Twelfth Night and Hamlet: a diptych of madness.
Hamlet and Twelfth Night are twin masterpieces of Shakespeare’s miracle years of 1599-1601. Both contain much that goes beyond the sources. You often hear the folk argument that Shakespeare didn’t invent his plots, but that is a misleading simplification. Malvolio, for example, has no known source, and without Malvolio Twelfth Night isn’t the same play at all.
C.L. Barber said this in Shakespeare’s Festive Comedy, about Shakespeare’s use of multiple sources of Twelfth Night,
Shakespeare can be inclusive in his use of traditions because his powers of selection and composition can arrange each element so that only those facets of it show which will serve his expressive purpose. He leaves out the dungeon in which Rich’s jealous Orsino shuts up Viola, as well as Sebastian’s departure leaving Olivia with Child; but he does not hesitate to keep such events as the shipwreck, or Sebastian’s amazing marriage to a stranger, or Orsino’s threat to kill Viola. It is not the credibility of the event that is decisive but what can be expressed through it. Thus the shipwreck is made the occasion for Viola to exhibit an undaunted, aristocratic mastery of adversity—she settles what she shall do next almost as though picking out a costume for a masquerade:
I’ll serve this duke:
Thou shall present me as an eunuch to him:
It may be worth thy pains; for I can sing
And speak to him in many sorts of music…What matters is not the event, but what the language says as gesture, the aristocratic, free-and-easy way she settles what she will do and what the captain will do to help her…

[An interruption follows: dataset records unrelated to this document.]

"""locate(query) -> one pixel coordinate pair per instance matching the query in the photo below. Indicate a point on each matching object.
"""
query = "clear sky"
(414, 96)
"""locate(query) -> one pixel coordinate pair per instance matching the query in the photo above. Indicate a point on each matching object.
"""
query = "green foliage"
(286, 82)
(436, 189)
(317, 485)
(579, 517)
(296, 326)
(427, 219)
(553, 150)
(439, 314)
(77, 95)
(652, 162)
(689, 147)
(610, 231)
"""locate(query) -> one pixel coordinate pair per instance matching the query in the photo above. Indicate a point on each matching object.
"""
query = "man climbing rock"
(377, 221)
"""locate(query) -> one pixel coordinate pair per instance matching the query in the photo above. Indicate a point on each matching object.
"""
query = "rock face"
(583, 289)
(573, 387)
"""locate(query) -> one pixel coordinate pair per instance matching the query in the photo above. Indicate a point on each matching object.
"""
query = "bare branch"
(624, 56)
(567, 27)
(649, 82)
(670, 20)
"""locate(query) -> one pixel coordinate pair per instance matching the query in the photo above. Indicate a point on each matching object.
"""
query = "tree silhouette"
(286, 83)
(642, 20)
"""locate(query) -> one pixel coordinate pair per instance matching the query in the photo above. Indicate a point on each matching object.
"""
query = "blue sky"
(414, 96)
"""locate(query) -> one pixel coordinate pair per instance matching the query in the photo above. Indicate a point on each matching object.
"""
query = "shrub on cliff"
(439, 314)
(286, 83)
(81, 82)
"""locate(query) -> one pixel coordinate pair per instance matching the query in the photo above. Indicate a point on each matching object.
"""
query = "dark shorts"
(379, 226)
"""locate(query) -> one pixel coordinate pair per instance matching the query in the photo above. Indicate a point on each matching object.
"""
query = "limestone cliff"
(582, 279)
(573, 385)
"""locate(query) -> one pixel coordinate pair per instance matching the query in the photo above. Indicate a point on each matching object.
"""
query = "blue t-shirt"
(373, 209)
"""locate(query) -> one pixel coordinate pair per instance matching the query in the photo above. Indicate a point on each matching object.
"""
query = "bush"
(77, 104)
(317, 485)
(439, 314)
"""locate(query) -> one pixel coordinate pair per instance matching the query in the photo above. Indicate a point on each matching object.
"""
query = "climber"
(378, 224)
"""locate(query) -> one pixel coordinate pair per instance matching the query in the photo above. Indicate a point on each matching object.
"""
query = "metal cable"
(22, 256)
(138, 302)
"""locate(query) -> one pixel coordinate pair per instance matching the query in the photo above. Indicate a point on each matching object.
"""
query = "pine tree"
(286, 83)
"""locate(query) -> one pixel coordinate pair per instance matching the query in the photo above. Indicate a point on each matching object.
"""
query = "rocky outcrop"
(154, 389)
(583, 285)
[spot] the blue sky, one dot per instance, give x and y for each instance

This is, I think, the essence of Shakespeare. Events are transformed by “language as gesture”. It is often said that The Tempest is plotless; well, so Twelfth Night almost is, and in exactly the same manner. The plot is resolved by Sebastian crossing the island. Barber points out that the first half is largely discursive. It is largely people sitting around and talking “before the farcical complications are sprung.” The old saw, beloved of those who give out writing advice, that you should start your story as close to the end as possible was not observed in Twelfth Night. (If these so-called rules about writing were true, Twelfth Night would be a dull affair, rather than one of the most popular and important Shakespeare plays.)
I wrote recently that Hamlet is not like this. In Hamlet, action predominates. We are constantly aware that Hamlet might turn violent, might go mad. Viciousness simmers in nearly every line. The famous to be or not to be speech is often played slowly and contemplatively, but it is best done with a swift excitement—with the manic energy of one who has come to a dangerous philosophical insight, an idea that has a sharp edge, a performance for the benefit of his spies.
What gives Twelfth Night its intrigue is the same thing that animates Hamlet: madness.
They are a diptych of light and dark, comedy and tragedy, on the same theme. In Twelfth Night the madness is festive, a frenzy; in Hamlet it is a torment, an almost literal rising up from Hell. What Barber says of Twelfth Night applies so much to Hamlet too, but without the festive mode it has very different implications.
People are caught up by delusions or misapprehensions which take them out of themselves, bringing out what they would keep hidden or did not know was there.